In advance of Thursday’s Tennessee Valley Authority (TVA) board meeting, the Solar Energy Industries Association (SEIA) and the Tennessee Solar Energy Industries Association (TenneSEIA), a SEIA affiliate, are requesting greater transparency in the utility’s solar programs and a commitment to solar development on par with neighboring states.
“Solar is a cost-competitive resource, and Tennessee has immense potential which, if seized, would mean an influx of well-paying solar jobs and economic benefits for the state,” says Sean Gallagher, SEIA’s vice president of state affairs. “Unfortunately, TVA’s Distributed Solar Solutions program and the results of a 2017 utility-scale request for proposal have continuously been delayed without explanation.”
In order to properly plan and prepare business decisions, the solar industry and local power companies rely on program details from TVA, according to SEIA and TenneSEIA. This year, despite repeated commitments, those have yet to materialize, the groups say.
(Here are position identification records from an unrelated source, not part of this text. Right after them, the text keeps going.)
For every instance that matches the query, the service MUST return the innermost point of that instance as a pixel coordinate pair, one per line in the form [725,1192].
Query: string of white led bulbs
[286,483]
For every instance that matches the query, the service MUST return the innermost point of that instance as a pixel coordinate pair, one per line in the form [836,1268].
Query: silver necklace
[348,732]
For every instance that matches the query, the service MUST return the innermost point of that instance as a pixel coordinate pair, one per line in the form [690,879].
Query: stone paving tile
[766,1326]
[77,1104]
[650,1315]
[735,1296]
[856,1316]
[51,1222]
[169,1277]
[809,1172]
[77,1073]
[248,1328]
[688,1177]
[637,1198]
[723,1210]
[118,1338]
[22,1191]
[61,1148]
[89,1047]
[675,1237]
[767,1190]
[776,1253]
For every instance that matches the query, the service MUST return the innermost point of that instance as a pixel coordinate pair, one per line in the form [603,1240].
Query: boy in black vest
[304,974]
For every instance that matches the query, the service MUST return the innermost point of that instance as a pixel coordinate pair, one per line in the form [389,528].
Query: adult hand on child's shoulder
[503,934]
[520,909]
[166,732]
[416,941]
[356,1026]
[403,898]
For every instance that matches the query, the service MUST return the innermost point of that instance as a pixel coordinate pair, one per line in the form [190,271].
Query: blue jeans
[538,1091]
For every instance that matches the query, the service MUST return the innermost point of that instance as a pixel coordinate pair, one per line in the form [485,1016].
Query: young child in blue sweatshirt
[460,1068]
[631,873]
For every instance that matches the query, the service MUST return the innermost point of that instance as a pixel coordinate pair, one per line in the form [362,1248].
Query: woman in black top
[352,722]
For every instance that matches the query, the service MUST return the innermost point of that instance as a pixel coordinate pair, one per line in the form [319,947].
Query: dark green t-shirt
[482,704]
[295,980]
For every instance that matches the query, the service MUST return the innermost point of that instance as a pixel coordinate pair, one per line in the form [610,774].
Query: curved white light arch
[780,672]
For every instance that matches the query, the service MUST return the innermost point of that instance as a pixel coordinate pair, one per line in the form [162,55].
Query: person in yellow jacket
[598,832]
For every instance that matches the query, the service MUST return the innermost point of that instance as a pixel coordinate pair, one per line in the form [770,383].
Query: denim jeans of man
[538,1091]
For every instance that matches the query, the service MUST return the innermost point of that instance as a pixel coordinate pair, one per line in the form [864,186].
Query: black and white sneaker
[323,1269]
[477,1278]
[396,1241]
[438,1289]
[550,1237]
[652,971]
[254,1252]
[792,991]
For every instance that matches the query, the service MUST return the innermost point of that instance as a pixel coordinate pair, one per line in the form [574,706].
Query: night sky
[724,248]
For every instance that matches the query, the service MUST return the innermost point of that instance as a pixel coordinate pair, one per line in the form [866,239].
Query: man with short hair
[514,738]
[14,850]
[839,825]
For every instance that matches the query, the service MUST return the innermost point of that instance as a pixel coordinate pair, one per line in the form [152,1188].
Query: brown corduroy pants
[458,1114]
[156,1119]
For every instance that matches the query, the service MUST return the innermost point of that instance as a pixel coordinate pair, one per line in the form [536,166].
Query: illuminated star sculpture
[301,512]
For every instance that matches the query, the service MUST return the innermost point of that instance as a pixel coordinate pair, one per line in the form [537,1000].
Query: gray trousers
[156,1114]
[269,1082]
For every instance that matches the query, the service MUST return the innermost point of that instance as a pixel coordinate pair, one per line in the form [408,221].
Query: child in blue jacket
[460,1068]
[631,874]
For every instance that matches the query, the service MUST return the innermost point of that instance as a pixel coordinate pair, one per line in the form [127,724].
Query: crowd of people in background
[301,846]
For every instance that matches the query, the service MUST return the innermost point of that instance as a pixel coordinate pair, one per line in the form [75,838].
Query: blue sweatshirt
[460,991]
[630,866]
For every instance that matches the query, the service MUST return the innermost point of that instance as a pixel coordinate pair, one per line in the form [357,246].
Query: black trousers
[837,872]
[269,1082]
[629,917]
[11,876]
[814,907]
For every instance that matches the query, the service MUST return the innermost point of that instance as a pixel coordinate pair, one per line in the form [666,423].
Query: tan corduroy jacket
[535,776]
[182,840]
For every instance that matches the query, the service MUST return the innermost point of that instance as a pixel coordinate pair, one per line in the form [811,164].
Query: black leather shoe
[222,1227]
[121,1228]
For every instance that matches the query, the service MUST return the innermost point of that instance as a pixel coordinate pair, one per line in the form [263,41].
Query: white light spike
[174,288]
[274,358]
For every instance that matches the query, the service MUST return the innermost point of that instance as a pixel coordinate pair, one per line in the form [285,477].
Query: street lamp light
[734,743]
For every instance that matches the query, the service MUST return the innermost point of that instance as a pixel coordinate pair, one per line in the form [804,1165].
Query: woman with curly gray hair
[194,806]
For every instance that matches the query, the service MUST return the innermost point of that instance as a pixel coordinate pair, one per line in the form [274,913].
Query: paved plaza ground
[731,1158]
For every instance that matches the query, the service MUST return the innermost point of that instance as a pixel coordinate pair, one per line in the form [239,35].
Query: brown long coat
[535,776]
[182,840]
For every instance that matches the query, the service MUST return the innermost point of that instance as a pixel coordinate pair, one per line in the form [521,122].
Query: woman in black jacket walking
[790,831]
“Without the announcement of the 2018 programs and rate plans, the industry is effectively prevented from developing solar projects to serve the robust demand from commercial and residential customers, halting development in Tennessee and surrounding TVA territory,” adds Gil Hough, executive director of TenneSEIA. “TVA’s lack of a coherent solar procurement strategy has created business uncertainty that is hurting Tennessee’s economic development goals, as large industrial customers are looking to other states for access to clean energy.”
With a total of 247 MW of solar capacity, Tennessee currently ranks No. 25 in the nation for cumulative solar capacity installed, according to the groups. For comparison, TVA’s peers in the Southeast have been rapidly expanding the deployment of solar power. With more than 4,308 MW of solar capacity, North Carolina is ranked the No. 2 state in the nation for cumulative solar capacity installed, and Georgia and Florida are also leading solar states, both in the nation’s top 10, with 1,566 MW and 1,430 MW of solar capacity installed, respectively.